Accountability sits with the identity programme owner, fraud operations, and the teams responsible for endpoint and verification policy. The control failure is usually a governance gap, not a single tool failure. If the workflow can approve synthetic input, the programme must own that risk explicitly.
Why This Matters for Security Teams
When compromised devices are used to bypass KYC or KYE, the issue is not only fraud detection. It is a trust failure across identity proofing, endpoint assurance, and downstream access decisions. Device compromise can let an attacker present convincing synthetic evidence, hijack a session, or replay enrollment steps that look legitimate to a human reviewer. Guidance from NIST SP 800-53 Rev 5 Security and Privacy Controls supports strong provenance, monitoring, and access control, but operational ownership still has to be explicit.

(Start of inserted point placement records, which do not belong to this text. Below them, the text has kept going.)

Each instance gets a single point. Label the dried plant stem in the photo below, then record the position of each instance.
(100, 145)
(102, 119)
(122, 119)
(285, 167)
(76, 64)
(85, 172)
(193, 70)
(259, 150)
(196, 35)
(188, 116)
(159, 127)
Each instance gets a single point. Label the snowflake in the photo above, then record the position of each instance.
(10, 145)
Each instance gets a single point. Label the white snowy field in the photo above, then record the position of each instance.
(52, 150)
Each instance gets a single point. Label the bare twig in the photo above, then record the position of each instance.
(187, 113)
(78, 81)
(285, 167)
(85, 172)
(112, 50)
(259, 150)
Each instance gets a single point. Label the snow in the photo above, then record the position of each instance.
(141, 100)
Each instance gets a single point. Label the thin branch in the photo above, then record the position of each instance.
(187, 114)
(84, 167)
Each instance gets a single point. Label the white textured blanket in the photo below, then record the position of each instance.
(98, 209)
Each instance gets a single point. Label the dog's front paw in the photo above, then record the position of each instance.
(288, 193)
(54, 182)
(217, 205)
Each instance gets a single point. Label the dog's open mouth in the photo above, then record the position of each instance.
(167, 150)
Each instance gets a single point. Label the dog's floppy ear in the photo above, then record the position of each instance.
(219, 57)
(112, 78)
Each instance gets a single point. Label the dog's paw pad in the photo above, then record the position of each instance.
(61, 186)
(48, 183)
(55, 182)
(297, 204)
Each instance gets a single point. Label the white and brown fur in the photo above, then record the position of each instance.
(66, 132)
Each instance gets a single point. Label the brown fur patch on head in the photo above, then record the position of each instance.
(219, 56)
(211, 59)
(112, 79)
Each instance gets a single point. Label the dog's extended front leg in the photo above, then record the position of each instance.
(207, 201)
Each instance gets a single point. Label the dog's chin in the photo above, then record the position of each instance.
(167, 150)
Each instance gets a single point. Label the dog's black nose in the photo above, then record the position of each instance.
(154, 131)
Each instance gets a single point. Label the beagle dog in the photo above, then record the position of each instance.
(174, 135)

NHI Management Group’s Ultimate Guide to NHIs shows why this matters at scale: 97% of NHIs carry excessive privileges, and 79% of organisations have experienced secrets leaks, with 77% of those incidents causing tangible damage. That pattern is relevant here because the same governance gap that leaves non-human access over-privileged also leaves verification workflows too trusting. In practice, many security teams encounter this only after synthetic onboarding, account takeover, or mule activity has already passed through an otherwise “approved” process.
How It Works in Practice
Accountability should be assigned to the identity programme owner and fraud operations, with clear supporting obligations for endpoint security, IAM, and verification engineering. The reason is simple: KYC and KYE controls depend on multiple trust signals, and compromised devices can distort all of them. If a device is rooted, remotely controlled, or running malware, it may still produce valid-looking biometric, document, or session artifacts. That means the control objective is not just “was an ID checked,” but “was the evidence trustworthy at the time of decision.”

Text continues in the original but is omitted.